Quand je le vois jouer avec les professionnels… Je revois le gamin qu’il était. C’est le même, le bouc en plus.

« C’était un chat, mais un chat avec du caractère »

 « J’ai tout de suite vu un gardien explosif avec une bonne prise de balle, un bon dégagement au pied, une grosse détente et beaucoup de courage pour sortir dans les pieds des attaquants », énumère René Szatny.

« C’était un chat, avec du caractère. Un jour, Franck Mantaux (ancien gardien professionnel et responsable du centre de préformation de Châteauroux, NDLR) m’a dit « Il est fou ton Alexandre » », rigole Jean-Pierre Bohm. « Et pour être gardien, il faut être un peu fêlé.

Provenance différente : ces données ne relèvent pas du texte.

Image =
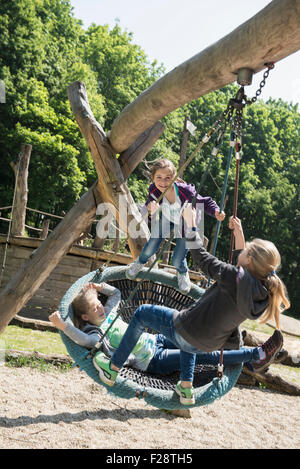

Il faisait rire du monde avec ses sorties un peu loufoques. »

« Notre victoire ? Qu’il se souvienne de nous »

« Quand je le vois jouer avec les professionnels… Je revois le gamin qu’il était. C’est le même, le bouc en plus », plaisante Jean-Pierre Bohm. « Ma plus belle victoire, c’est de savoir qu’il se souvient de nous. »

« Il m’avait invité pour voir Strasbourg-Lens. J’ai fait deux matches de Division 1 dans ma vie », rappelle René Szatny. « À l’époque, il en était à zéro. Il m’a dit qu’il souhaitait m’égaler. Je crois qu’il m’a bien dépassé (rire). » Alexandre Oukidja en compte aujourd’hui trente-cinq.